Dans celui d'Al-Khazir, où des milliers de familles ont trouvé refuge pour fuir les combats contre le groupe Etat islamique (EI), une foule piétine dans la boue, entre des étals à même le sol, désireuse d'améliorer un quotidien fait de dons et d'aide humanitaire.
Waad Khalaf a le sourire aux lèvres: sa petite échoppe -une vitrine à vaisselle transformée en présentoir pour téléphones portables et autres câbles USB- est assaillie en permanence.
"Sous l'Etat islamique, avoir un portable menait à la prison, alors maintenant tout le monde a besoin d'en acheter un", assure ce vendeur de 28 ans en enfonçant ses mains transies par le froid dans les poches de son blouson en faux cuir.
Cet ancien travailleur journalier a fui en novembre Gogjali, localité à la périphérie est de Mossoul, pendant les combats entre jihadistes et forces de sécurité, qui cherchent depuis la mi-octobre à reprendre le dernier bastion de l'EI en Irak.
Il s'est installé avec sa femme, leur fille et leur fils sous une tente du camp d'Al-Khazir et vient de se lancer dans le commerce.

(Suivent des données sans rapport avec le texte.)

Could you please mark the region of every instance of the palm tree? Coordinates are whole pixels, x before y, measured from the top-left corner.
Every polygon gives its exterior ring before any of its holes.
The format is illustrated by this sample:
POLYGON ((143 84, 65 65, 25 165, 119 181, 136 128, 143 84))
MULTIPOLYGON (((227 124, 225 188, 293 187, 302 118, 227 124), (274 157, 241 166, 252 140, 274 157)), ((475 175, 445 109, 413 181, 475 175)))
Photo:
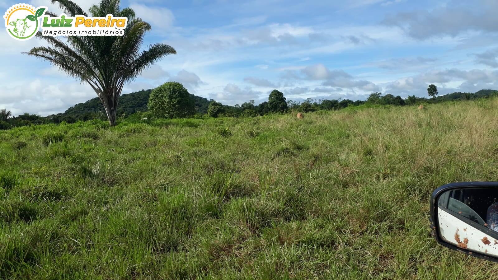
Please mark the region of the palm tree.
MULTIPOLYGON (((70 0, 52 0, 52 2, 58 3, 70 16, 88 16, 70 0)), ((124 83, 134 80, 144 69, 164 56, 176 53, 171 46, 160 43, 140 51, 144 35, 150 30, 150 25, 135 17, 131 8, 121 9, 120 5, 120 0, 102 0, 89 11, 92 16, 105 17, 110 13, 127 17, 123 36, 68 36, 65 42, 38 32, 36 37, 47 41, 52 46, 34 47, 25 53, 48 61, 82 83, 88 83, 102 102, 111 126, 116 125, 118 99, 124 83)))

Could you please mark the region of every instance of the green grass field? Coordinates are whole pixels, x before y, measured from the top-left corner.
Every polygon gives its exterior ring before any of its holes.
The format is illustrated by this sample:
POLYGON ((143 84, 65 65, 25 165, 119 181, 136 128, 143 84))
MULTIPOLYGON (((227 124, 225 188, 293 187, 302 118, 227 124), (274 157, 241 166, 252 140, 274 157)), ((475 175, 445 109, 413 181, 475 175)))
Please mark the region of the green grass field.
POLYGON ((492 279, 431 235, 498 100, 0 132, 0 278, 492 279))

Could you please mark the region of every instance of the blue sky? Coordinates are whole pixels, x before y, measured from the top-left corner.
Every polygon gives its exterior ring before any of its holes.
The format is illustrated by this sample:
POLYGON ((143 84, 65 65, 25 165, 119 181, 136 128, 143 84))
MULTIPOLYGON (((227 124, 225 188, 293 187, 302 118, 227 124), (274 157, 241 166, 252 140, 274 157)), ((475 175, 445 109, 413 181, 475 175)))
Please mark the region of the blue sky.
MULTIPOLYGON (((88 8, 95 1, 77 1, 88 8)), ((6 9, 17 2, 0 0, 6 9)), ((29 3, 46 5, 45 0, 29 3)), ((124 1, 152 25, 145 45, 166 57, 123 93, 164 82, 224 104, 267 99, 404 98, 498 89, 498 2, 494 0, 124 1)), ((87 85, 20 53, 42 42, 0 32, 0 108, 14 115, 63 112, 96 97, 87 85)))

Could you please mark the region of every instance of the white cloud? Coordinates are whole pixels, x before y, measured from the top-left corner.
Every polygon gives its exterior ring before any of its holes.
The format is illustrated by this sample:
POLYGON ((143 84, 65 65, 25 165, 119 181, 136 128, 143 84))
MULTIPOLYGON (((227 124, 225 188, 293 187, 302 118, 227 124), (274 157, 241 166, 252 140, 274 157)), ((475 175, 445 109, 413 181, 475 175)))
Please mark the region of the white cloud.
POLYGON ((151 7, 143 4, 132 3, 129 7, 135 11, 135 15, 148 22, 152 27, 161 30, 170 28, 173 26, 175 17, 168 9, 161 7, 151 7))
POLYGON ((176 75, 172 76, 169 80, 183 84, 185 87, 189 88, 191 90, 193 90, 193 89, 204 84, 201 80, 201 78, 195 73, 188 72, 185 70, 182 70, 176 75))
POLYGON ((14 115, 23 113, 46 116, 62 113, 75 104, 97 97, 86 84, 66 83, 51 84, 36 79, 0 89, 0 108, 14 115))
MULTIPOLYGON (((250 100, 257 101, 262 93, 250 87, 242 88, 234 84, 228 84, 223 91, 209 94, 209 98, 227 105, 241 104, 250 100)), ((257 102, 256 102, 257 103, 257 102)))
POLYGON ((270 82, 266 79, 246 77, 244 78, 244 82, 258 87, 266 88, 274 88, 277 87, 277 85, 275 83, 270 82))

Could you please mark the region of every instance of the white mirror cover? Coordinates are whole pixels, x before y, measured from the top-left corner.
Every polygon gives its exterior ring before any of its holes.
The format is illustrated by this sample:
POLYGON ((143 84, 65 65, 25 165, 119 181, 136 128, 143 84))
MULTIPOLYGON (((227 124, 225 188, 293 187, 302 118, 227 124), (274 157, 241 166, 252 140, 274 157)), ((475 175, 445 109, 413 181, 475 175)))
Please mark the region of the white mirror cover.
POLYGON ((438 207, 440 237, 462 249, 498 257, 498 240, 438 207))

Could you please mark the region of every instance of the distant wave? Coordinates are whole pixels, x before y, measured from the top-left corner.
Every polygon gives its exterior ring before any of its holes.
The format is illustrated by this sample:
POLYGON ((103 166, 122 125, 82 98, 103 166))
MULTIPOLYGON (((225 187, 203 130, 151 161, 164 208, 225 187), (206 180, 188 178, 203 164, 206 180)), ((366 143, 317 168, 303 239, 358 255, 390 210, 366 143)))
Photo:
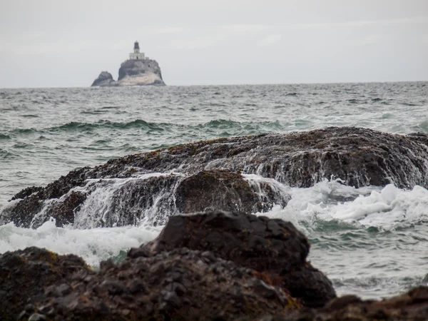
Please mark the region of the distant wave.
POLYGON ((165 125, 163 123, 148 123, 141 119, 130 121, 128 123, 116 123, 109 121, 99 121, 96 123, 79 123, 72 121, 60 126, 46 128, 47 131, 91 131, 98 128, 118 128, 118 129, 131 129, 131 128, 149 128, 152 130, 163 130, 162 126, 165 125))
POLYGON ((0 133, 0 139, 11 139, 11 136, 6 134, 0 133))

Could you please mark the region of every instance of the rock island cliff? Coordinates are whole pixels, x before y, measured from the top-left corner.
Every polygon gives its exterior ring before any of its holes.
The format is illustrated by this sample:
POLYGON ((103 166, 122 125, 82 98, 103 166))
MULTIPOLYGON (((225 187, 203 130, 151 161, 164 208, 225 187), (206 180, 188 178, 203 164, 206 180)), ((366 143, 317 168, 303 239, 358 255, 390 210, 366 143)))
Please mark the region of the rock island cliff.
POLYGON ((165 86, 165 83, 158 62, 140 52, 138 42, 136 41, 133 53, 129 54, 129 59, 121 64, 117 81, 113 78, 111 73, 102 71, 91 86, 104 87, 148 85, 165 86))

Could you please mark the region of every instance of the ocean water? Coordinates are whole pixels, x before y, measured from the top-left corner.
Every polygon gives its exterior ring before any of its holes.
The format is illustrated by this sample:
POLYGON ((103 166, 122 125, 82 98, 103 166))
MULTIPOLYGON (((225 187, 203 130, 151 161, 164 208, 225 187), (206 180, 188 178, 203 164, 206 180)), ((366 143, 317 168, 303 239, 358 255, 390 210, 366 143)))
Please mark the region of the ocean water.
MULTIPOLYGON (((71 170, 178 143, 331 126, 428 133, 428 83, 0 89, 0 111, 1 208, 22 188, 71 170)), ((310 260, 338 294, 381 298, 428 283, 425 188, 356 189, 327 179, 295 188, 272 180, 291 200, 263 215, 290 220, 307 235, 310 260)), ((108 196, 100 195, 99 206, 108 196)), ((108 228, 81 222, 57 228, 49 221, 36 230, 1 225, 0 253, 36 245, 96 267, 108 258, 120 260, 162 228, 145 221, 108 228)))

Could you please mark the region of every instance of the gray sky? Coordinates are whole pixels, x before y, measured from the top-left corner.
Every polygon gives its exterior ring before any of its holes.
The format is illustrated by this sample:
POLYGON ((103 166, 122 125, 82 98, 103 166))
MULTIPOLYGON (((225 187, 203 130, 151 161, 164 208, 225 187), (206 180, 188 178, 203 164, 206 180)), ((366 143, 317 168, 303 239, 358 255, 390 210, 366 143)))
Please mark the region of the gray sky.
POLYGON ((428 81, 428 0, 0 0, 0 88, 428 81))

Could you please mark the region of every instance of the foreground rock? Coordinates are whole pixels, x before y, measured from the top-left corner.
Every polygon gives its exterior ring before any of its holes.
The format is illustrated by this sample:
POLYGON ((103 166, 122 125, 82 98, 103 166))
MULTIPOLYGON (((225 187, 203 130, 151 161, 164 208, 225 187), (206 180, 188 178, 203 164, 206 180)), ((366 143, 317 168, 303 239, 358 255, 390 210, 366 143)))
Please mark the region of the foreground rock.
POLYGON ((58 255, 37 248, 0 255, 0 320, 16 320, 26 306, 34 310, 46 297, 45 291, 51 285, 56 285, 55 291, 59 293, 69 293, 71 288, 62 285, 80 272, 92 273, 76 255, 58 255))
POLYGON ((289 222, 222 211, 177 215, 156 240, 128 255, 150 256, 180 248, 210 250, 255 270, 307 306, 322 306, 336 296, 332 282, 306 261, 309 242, 289 222))
MULTIPOLYGON (((37 313, 51 320, 228 320, 287 315, 306 303, 292 297, 281 279, 282 271, 305 264, 309 250, 291 223, 223 212, 176 218, 191 226, 170 220, 156 242, 131 250, 119 264, 102 263, 98 272, 74 255, 36 248, 4 254, 0 319, 37 313), (209 222, 213 230, 205 239, 201 233, 209 222), (183 239, 193 228, 193 242, 204 244, 200 250, 164 242, 174 233, 183 239), (229 260, 233 253, 238 259, 229 260)), ((297 283, 305 286, 304 280, 297 283)))
POLYGON ((307 297, 292 292, 322 297, 321 283, 331 283, 313 268, 294 273, 307 266, 309 244, 290 223, 221 212, 170 222, 156 240, 98 271, 36 248, 0 255, 0 320, 428 320, 427 287, 379 302, 345 295, 302 306, 307 297))
POLYGON ((302 309, 287 317, 265 315, 239 321, 424 321, 428 320, 428 287, 382 301, 362 300, 355 295, 332 300, 322 308, 302 309))
POLYGON ((263 212, 287 204, 285 185, 309 187, 325 178, 355 187, 428 188, 427 141, 427 134, 332 127, 179 145, 23 190, 0 223, 36 228, 53 216, 58 225, 121 226, 143 218, 165 224, 175 213, 205 208, 263 212), (113 195, 109 204, 101 202, 103 190, 113 195))

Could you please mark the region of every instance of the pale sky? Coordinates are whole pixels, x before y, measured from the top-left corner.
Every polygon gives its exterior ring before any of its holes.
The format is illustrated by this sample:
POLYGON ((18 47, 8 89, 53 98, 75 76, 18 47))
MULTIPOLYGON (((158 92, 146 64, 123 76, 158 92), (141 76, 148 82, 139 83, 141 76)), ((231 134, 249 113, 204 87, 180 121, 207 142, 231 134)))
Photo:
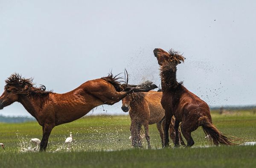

La vente de téléphones "entre 90.000 et 130.000 dinars l'unité", soient entre 70 et 100 euros, lui permet d'acheter "des vêtements et des chaussures d'hiver aux enfants", ainsi que "des médicaments, qu'il faut faire venir d'Erbil", la capitale du Kurdistan irakien à quelques dizaines de kilomètres à l'est.
Un peu plus loin, des jeunes sont accroupis autour d'un générateur. A l'appareil vrombissant, ils ont branché une multi-prise et proposent aux déplacés, qui n'ont que quatre heures d'électricité par jour, de recharger leur téléphone pour 40 centimes d'euros de l'heure.
Pyramide de cartouches
Le petit marché du camp d'al-Khazir s'est monté "comme ça", raconte Farhan Yassine, qui en est presque devenu un pilier. "On ne s'est pas concertés mais au fur et à mesure, on s'est tous retrouvés là", affirme-t-il à l'AFP dans un sourire.
Depuis une douzaine de jours, tous les matins, il installe sa pyramide de cartouches de cigarettes qu'il fait acheter par un intermédiaire à Erbil pour revendre chaque paquet 500 dinars, soit environ 40 centimes d'euro.
Lui n'a pas d'enfants à nourrir, mais recommencer à vendre des cigarettes, c'est une façon de reprendre le cours normal de sa vie. Dans son quartier d'Al-Samah à Mossoul, les jihadistes l'avaient forcé à fermer boutique en l'assommant d'une amende de près de 1.500 euros. Sous leur férule, la cigarette était tout autant un "péché" que le téléphone.
"Couches et lait en poudre"
Ammar aussi a quitté ce quartier Al-Samah dans la précipitation quand les troupes irakiennes sont arrivées aux portes de Mossoul.
Ce coiffeur n'a pu emporter qu'"un ciseau glissé dans un sac" et a dû se racheter tout un attirail, qu'il a fait venir d'Erbil. Maintenant, devant une petite table surmontée d'un miroir, il n'arrête pas de tailler des barbes, de peaufiner des mèches ou de dessiner des coupes d'hommes travaillées au ciseau et à la tondeuse.
Peigne en main, Ammar explique que ses clients "payent ce qu'ils veulent, comme personne n'a de travail", parfois même avec des victuailles, comme en témoigne les sacs de légumes posés sur sa table.
A 26 ans, avec en poche un diplôme de professeur d'histoire qui ne lui a servi à rien sous l'EI puisque le groupe jihadiste avait mis sur pied ses propres écoles, il a cherché à rejoindre une école dans le camp d'Al-Khazir. En vain.
Du coup, il a repris ses ciseaux car il a "une fillette en bas âge qui a besoin de couches et de lait en poudre", explique le jeune homme, le visage encadré par un foulard et une capuche fermement serrée pour affronter le froid.
Des couches et du lait en poudre, il y en a justement à vendre un peu plus loin. Comme des serviettes hygiéniques, des sous-vêtements, des couverts en métal ou des canettes de boissons gazeuses.
Mais pour s'offrir tout cela, il faut de l'argent, denrée rare parmi les plus de trois millions de déplacés d'Irak.
Pour en obtenir, un couple a trouvé un moyen: à travers le grillage qui entoure le camp, il échange des sacs de lentilles ou de riz distribués par les organisations humanitaires contre quelques billets de banque.